Avant d’être imposée par la loi, elle avait commencé de l’être par l’usage. Beaucoup de villes n’ont pas attendu l’obligation légale pour prendre l’heure de Paris ; Bordeaux, par exemple, l’a adoptée depuis le 1er mai 1889. Ailleurs, en général, il y avait coexistence de l’heure locale et de l’heure du chemin de fer. C’était une gêne et une source de confusion.

Ce n’est pas tout. Au lieu de deux heures discordantes, dans beaucoup de cas, il y en avait trois : l’heure locale, l’heure de Paris, et l’heure des chemins de fer qui est l’heure de Rouen. C’est en effet une particularité unique qu’à Paris même, — et d’ailleurs par une désobéissance formelle à la loi de 1891, — l’heure du chemin de fer retarde de cinq minutes sur l’heure de la ville, l’horloge intérieure, sur l’horloge extérieure. Il n’y a qu’une ville où il n’en soit pas ainsi ; c’est Rouen. Le méridien de la capitale normande est en effet à 1° 14’ 32" à l’ouest de Paris ; ce qui correspond à un retard de 4’58" sur l’heure.

Il est donc permis de dire que l’heure régulatrice des chemins français est l’heure de Rouen. C’est une coïncidence, que l’on n’avait pas cherchée. On avait tout simplement voulu donner cinq minutes de grâce aux voyageurs parisiens. Dans aucun autre pays, il n’existe rien de pareil. Il serait raisonnable de supprimer cette bizarrerie. On la conserve, mais personne ne la défend plus. La réforme en projet fournirait une occasion naturelle de la supprimer.
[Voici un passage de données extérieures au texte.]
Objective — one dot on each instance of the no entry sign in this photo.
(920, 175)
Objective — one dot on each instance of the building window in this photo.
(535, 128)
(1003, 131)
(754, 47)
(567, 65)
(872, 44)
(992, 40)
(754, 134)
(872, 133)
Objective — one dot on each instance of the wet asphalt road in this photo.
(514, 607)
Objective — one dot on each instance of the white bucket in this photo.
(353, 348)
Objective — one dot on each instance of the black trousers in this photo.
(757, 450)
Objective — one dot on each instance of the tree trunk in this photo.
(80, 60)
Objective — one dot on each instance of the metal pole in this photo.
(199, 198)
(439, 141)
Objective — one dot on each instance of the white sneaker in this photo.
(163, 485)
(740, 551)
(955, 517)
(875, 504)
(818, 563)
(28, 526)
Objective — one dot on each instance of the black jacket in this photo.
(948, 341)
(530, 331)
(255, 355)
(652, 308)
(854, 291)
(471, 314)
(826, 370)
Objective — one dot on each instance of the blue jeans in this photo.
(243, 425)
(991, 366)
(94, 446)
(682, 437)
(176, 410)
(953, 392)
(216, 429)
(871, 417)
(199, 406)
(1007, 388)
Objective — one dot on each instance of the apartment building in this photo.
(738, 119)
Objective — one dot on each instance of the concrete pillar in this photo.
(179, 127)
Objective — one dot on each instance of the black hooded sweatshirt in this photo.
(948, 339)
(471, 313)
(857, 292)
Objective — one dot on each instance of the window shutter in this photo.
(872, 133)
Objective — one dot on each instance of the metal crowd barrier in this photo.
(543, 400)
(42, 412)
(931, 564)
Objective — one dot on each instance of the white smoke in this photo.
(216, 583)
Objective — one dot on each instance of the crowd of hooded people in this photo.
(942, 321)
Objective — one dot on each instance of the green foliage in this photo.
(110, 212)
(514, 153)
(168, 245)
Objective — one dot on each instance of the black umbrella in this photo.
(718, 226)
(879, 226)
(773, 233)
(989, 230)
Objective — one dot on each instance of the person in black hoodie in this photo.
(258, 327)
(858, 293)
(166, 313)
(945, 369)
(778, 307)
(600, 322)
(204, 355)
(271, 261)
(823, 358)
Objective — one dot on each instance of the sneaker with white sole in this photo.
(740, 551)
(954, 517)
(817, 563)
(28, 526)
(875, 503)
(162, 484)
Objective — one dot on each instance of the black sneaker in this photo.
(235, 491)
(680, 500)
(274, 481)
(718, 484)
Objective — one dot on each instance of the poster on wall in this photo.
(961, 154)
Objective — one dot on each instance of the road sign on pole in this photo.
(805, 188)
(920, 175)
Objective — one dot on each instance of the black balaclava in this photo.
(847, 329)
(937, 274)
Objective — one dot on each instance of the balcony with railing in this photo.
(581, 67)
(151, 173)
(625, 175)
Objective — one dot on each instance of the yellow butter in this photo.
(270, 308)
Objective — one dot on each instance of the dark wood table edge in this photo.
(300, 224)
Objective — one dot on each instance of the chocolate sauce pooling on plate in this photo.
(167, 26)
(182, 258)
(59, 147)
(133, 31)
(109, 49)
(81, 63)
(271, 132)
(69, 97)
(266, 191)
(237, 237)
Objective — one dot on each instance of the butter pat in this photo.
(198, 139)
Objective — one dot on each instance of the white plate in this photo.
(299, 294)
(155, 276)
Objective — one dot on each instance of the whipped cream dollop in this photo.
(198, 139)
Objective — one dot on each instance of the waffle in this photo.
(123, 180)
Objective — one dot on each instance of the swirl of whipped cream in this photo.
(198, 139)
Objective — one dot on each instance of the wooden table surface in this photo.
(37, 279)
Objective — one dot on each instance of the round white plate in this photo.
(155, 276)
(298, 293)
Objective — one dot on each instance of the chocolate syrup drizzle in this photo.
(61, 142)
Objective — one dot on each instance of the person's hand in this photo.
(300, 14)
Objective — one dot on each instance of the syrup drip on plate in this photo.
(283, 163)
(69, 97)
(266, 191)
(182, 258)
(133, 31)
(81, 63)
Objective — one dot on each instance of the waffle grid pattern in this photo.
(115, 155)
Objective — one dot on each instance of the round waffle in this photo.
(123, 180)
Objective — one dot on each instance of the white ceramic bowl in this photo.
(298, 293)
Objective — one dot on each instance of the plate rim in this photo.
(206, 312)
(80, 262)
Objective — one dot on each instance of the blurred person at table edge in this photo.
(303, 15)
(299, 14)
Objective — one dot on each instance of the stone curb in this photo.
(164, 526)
L’heure locale, en disparaissant, a laissé des regrets. Elle seule était rationnelle et naturelle. Son unique tort était de ne pouvoir se prêter aux exigences du mouvement moderne. Au contraire, l’heure normale unique est artificielle ; on lui reproche d’être en opposition avec la vérité scientifique, puisqu’elle tend à faire croire au public qu’il peut être midi au même moment, sous des longitudes différentes. Elle est nulle et non avenue pour les astronomes ; un observatoire ne saurait avoir d’autre heure que celle qui correspond à son méridien.